Chickens have been almost the exclusive focus of research into Spirulina’s usefulness in monogastric feed rations. Ross and Dominy (1990) found that chicken growth rates declined when Spirulina replaced dehulled soybean meal in rations at either 10% or 20% of dry matter. Other studies that replaced groundnut cake or fishmeal with Spirulina in chicken diets found no variation in growth. Therefore, from these studies, it is apparent that the impact of dietary inclusion of Spirulina on chicken growth and growth rates depends on the feed type it replaces in the ration. Although it has been shown that dietary Spirulina levels of 50–100g/kg of feed ration will maintain typical growth rates, levels exceeding 200g/kg will bring about declined growth rates.

Growth

• Growth rates declined in 3‐week‐old chicks fed Spirulina levels of 10% and 20% of diet；

• Body weights of chicks fed Spirulina levels of 11.1% and 16.6% of diet were not different from the control group, receiving groundnut cake；

• Broilers fed Spirulina levels of 140 and 170g/kg of diet and vitamin and mineral premixes omitted had no difference in dressing percentage compared to those receiving fishmeal or groundnut cake；

• Broilers fed Spirulina levels of 0, 40 or 80g/kg of diet for 16 days did not significantly differ in body weights；

• Broilers fed Spirulina levels of 40g/kg of diet had greater muscle redness and yellowness than the control group；

• White Leghorn and broilers fed Spirulina levels of 0, 0.001, 0.1, 1 and 10g/kg of diet had comparable body weights after 7 weeks

Health

Chicks fed Spirulina levels of 10g/kg of diet had increased NK cell activity compared to the control group, showing an enhanced disease resistance potential

Chicken phagocytic activity had an incremental linear increase with increasing dietary Spirulina levels of 0.5%, 1% and 2% of diet

Product quality

• White Leghorn hens’egg total cholesterol levels were reduced when diets contained 150g flaxseeds+200mg vitamin E+3g Spirulina per kg diet
• White Leghorn layers, aged 32 weeks, fed 20% whole flaxseeds and 5% Spirulina (w/w) produced eggs with higher levels of linoleic acid with less cholesterol
• Egg yolk colour score was higher in layers fed flaxseed diets with 5% Spirulina (w/w) compared to those on a flaxseed diet (20% w/w)
• Optimal egg yolk pigmentation was obtained by feeding Spirulina levels of 1% of diet, when diet is otherwise free of xanthophylls
• Egg yolk carotenoids pigment and omega‐3 fatty acid levels increase when White Leghorn hens fed 150g flaxseeds+200mg vitamin E+3g Spirulina per kg diet

Dietary Spirulina has been associated with greater cost‐efficiency in chicken production.

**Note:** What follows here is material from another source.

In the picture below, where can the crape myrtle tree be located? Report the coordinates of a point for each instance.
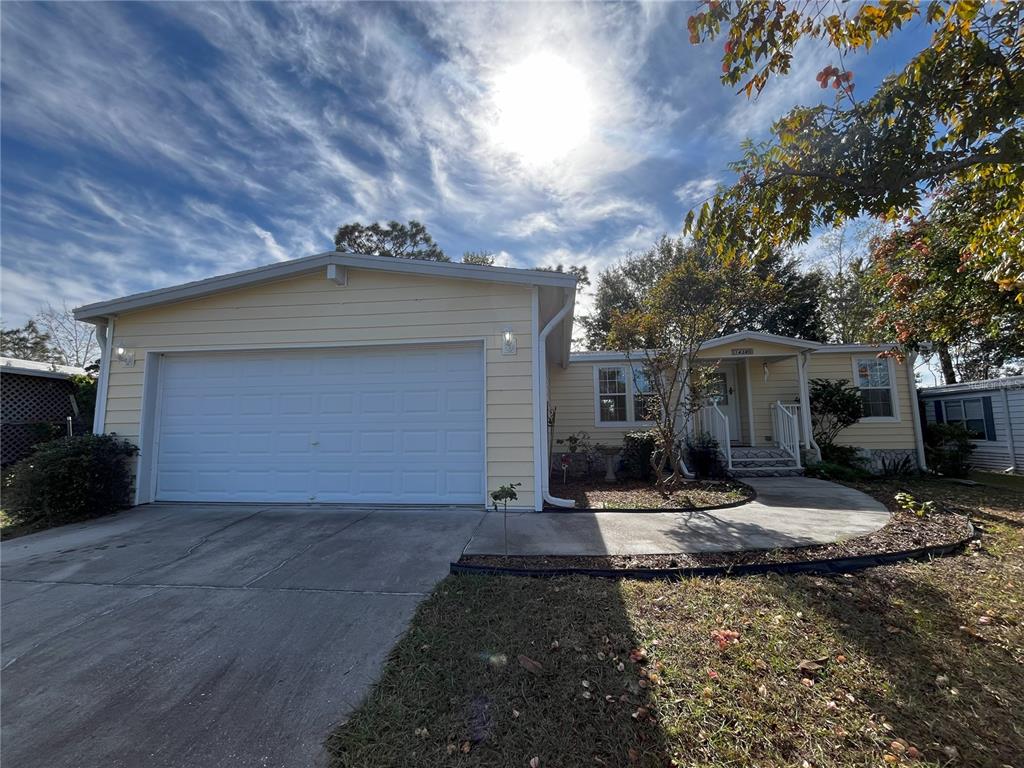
(792, 310)
(925, 294)
(951, 117)
(700, 292)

Venkataraman et al. found that vitamin–mineral premixes normally added to chicken feed rations can be omitted when Spirulina is included, owing to its nutrient‐rich composition. Furthermore, chickens receiving dietary Spirulina have been found to be of better health than their unsupplemented counterparts (Venkataraman et al., 1994). This is attributable to increased functionality of macrophage and overall mononuclear phagocyte system indicative of enhanced disease resistance with increased dietary Spirulina levels in chickens (Qureshi et al., 1996; Al‐Batshan et al., 2001). Qureshi et al. (1996) found improved chicken health with low dietary Spirulina levels of 10 g/kg in the ration, indicating greater production cost‐efficiency.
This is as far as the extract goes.